Monday, November 13

Breakable















Oliva Denaro in 1960 is on the cusp of adolescence, adhering to the numerous rules imposed on girls in her Sicilian village, but the rigidity only underscores the arbitrariness. She loves to draw and help her father gather snails to eat. She is a good student who enjoys competing and playing with her friend, Liliana, the daughter of a communist activist who encourages his daughter to pursue an education and dream of a career in politics. Oliva helps her parents, longs for more freedom, and chides the chickens: “You love a cage more than your freedom.”

 She understands that her limited freedoms will end with adolescence. The Unbreakable Heart of Oliva Denaro by Viola Ardone is based on a true story and Oliva worries. “My body didn’t want to mature into a woman’s but the outside world already saw me as such. I was no longer invisible: I could be watched and judged.”  

The family struggles to get by with a small patch of land. The father is lackadaisical, yet loving. The mother, a newcomer to the village as a young bride years earlier, constantly frets about what others think – and serves as a constant critic to her family, especially after Oliva's older sister was forced into an unhappy marriage. The prize for obedience is a mother’s love. 

Gossip is cruel in the small village, and Oliva concedes that words are weapons. “Even everyday words can be hurtful when they rattle around in the mouths of the ignorant.”

Her mother insists that girls must suffer for beauty, and Oliva muses: “Beauty is always in the eye of the beholder. Maybe that’s why we love eyes.”

Protecting a beautiful daughter is challenging for the poor, and a wealthier young man in the village takes a liking to Oliva, kidnapping and raping her to force a marriage. She reports the crime to authorities who are dumbfounded that the family rejects the marriage offer. An officer who is a family friend advises, “The law is for people with money.”

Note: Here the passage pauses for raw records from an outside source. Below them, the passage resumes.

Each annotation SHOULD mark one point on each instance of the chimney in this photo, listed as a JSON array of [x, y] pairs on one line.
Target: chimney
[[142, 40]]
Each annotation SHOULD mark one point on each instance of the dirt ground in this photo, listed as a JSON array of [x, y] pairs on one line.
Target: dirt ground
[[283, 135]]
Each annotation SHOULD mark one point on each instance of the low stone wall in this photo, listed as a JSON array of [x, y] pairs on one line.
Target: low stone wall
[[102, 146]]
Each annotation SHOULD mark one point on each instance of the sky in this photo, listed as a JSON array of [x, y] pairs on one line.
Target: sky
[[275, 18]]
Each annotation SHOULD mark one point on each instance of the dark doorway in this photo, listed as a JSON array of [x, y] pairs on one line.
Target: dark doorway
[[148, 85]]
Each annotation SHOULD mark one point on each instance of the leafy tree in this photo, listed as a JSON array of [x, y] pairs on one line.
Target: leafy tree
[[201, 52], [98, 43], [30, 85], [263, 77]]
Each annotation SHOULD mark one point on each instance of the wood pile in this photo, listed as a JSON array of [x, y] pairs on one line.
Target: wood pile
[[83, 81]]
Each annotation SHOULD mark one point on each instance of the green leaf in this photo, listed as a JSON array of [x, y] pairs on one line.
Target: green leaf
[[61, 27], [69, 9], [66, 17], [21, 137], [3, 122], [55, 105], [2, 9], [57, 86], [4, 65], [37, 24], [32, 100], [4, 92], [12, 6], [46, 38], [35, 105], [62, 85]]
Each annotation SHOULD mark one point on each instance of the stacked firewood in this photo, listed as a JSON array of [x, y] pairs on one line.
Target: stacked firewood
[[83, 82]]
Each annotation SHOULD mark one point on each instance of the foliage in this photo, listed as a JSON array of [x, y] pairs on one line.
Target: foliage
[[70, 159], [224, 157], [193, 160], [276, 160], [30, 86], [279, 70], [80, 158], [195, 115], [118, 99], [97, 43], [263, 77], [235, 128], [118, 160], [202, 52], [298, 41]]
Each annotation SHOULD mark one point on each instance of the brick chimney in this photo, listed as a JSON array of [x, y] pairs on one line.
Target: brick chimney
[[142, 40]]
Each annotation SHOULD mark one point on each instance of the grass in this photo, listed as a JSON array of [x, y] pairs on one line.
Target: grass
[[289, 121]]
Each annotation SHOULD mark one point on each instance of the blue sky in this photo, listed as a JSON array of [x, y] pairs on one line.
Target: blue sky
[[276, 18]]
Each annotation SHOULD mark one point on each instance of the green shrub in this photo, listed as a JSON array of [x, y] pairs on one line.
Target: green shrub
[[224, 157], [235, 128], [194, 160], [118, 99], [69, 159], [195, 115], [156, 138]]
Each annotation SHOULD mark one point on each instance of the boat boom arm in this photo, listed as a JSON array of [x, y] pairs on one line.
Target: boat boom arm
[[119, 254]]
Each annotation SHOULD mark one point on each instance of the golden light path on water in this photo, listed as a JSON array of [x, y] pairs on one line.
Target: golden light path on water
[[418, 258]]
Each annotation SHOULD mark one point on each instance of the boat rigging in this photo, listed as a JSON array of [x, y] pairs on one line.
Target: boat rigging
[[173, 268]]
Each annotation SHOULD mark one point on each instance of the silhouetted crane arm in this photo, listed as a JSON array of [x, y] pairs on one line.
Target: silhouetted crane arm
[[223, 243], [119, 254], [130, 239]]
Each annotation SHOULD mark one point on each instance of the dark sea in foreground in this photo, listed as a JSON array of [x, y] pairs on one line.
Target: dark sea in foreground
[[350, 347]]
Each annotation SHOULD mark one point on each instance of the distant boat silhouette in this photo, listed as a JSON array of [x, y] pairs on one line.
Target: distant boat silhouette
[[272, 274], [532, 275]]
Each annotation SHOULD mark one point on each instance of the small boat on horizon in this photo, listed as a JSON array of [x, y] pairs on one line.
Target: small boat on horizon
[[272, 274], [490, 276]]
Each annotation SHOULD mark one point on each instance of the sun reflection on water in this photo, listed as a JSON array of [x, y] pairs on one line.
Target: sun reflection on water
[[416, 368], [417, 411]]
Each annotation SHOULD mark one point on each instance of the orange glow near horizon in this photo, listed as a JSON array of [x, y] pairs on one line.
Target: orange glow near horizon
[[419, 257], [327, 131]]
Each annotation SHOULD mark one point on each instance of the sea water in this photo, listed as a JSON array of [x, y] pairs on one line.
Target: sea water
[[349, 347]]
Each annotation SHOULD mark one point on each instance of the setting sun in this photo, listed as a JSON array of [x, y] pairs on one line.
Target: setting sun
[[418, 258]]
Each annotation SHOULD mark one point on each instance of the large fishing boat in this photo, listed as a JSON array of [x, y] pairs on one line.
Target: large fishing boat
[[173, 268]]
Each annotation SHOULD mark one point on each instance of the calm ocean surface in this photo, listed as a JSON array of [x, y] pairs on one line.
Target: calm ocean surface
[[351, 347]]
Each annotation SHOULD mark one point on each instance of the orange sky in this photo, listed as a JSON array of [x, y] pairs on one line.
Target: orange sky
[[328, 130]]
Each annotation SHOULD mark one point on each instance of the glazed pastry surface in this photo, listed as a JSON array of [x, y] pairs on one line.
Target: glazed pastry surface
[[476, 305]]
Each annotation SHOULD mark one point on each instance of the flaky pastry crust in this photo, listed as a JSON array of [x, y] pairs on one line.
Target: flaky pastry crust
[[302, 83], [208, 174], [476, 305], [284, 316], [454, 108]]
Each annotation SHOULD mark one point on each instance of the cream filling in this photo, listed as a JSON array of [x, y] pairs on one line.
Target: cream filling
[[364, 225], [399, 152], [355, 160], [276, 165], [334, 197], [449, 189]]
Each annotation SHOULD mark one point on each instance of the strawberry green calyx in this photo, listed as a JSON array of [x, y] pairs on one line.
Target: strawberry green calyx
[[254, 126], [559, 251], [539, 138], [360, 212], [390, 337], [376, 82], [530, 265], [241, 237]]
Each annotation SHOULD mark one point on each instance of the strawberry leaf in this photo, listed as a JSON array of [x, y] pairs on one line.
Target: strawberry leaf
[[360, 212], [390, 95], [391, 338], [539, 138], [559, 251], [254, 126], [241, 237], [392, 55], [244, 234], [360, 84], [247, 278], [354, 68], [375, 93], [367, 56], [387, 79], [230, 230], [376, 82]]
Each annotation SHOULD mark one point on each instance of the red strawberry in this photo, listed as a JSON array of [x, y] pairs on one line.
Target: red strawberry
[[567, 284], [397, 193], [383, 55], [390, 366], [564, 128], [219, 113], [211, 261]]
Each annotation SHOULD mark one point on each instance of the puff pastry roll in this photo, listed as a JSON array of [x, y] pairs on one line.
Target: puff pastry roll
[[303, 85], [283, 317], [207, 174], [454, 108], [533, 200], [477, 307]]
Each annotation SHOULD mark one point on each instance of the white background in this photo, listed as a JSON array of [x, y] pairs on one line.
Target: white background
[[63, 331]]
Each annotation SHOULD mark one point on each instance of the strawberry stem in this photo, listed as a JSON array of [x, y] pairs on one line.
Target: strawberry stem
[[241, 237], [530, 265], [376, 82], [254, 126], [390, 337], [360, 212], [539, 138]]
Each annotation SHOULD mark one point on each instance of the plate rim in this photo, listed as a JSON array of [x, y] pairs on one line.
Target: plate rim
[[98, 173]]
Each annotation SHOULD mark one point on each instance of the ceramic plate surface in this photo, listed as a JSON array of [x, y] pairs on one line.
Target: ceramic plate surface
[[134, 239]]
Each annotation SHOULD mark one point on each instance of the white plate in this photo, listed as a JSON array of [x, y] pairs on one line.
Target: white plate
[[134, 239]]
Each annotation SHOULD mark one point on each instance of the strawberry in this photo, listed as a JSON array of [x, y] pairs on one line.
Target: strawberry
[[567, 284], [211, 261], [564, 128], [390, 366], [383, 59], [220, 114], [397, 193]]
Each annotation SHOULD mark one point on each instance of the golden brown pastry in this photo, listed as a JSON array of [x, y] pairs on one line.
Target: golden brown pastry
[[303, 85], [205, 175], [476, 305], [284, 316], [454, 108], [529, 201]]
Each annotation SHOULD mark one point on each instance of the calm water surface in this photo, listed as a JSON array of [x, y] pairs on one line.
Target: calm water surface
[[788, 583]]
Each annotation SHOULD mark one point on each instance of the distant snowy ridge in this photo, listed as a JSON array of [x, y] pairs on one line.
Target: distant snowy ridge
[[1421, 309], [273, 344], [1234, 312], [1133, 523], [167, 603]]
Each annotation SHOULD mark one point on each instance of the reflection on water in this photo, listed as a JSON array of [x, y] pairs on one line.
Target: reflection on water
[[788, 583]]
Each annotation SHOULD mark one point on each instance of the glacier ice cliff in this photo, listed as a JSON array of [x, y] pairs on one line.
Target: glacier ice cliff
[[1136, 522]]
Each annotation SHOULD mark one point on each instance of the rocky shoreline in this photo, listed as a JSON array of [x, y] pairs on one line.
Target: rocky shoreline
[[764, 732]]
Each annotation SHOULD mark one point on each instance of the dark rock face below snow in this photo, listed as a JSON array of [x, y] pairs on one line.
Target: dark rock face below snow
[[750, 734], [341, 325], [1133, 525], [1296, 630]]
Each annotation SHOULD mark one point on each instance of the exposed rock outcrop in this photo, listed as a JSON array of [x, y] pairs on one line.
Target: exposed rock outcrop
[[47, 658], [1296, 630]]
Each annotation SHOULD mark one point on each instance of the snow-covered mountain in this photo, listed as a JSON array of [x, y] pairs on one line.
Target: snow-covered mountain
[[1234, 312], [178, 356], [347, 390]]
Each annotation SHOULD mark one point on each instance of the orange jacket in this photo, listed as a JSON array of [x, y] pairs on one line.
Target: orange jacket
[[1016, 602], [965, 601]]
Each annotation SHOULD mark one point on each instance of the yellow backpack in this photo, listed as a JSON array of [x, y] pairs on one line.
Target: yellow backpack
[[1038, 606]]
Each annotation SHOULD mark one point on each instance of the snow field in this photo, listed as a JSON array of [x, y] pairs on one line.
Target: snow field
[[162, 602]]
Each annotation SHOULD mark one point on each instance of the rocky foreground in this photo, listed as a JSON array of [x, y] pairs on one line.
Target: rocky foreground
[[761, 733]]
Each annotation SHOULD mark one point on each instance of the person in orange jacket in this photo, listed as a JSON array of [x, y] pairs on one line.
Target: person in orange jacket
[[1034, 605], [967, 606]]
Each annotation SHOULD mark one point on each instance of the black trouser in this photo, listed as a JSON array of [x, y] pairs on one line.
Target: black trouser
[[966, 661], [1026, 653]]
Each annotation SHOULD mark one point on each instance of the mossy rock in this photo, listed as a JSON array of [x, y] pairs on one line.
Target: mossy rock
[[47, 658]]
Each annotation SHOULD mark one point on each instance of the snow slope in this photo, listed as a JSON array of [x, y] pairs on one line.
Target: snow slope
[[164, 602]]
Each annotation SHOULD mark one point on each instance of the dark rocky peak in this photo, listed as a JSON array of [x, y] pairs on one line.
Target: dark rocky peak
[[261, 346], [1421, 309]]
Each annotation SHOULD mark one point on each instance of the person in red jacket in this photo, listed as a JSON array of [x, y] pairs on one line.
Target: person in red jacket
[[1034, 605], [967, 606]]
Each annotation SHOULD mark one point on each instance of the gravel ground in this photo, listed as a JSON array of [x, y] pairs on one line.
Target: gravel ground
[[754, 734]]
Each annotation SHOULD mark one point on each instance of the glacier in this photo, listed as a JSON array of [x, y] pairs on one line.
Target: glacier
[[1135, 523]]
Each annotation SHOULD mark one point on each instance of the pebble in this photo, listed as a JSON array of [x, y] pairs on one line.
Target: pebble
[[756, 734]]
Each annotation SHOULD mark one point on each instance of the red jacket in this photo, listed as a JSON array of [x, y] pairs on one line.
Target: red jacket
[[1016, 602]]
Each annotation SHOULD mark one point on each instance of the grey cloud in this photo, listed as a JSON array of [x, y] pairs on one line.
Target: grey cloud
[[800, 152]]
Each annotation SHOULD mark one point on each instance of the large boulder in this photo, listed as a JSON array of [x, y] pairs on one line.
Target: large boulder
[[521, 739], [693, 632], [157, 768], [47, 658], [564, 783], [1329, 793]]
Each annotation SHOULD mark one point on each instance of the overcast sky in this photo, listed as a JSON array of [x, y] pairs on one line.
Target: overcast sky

That incident ends Oliva's childhood and dreams of being an artist, and many readers will take issue with the book's title. The girl endures a humiliating trial, during which she feels more like defendant than victim. Activists, teachers and Liliana support her during the trial and years later, helping her bear the shame of injustice. Oliva’s mother questions a teacher's involvement in the politics of women's rights, and the woman replies, “We’re all involved in politics, one way or another…. Everything is politics: our choices, what we are willing or unwilling to do for ourselves and for others.”

Two decades later, Italy criminalizes rape marriages and honor killings. Taking no action on such matters is tacit approval. 

Oliva eventually returns to the village to teach and she holds her head high. “Home is where you hope one day to return, I think to myself, even if it has rejected you. Home is where you want to escape from, even though it taught you to walk and talk.”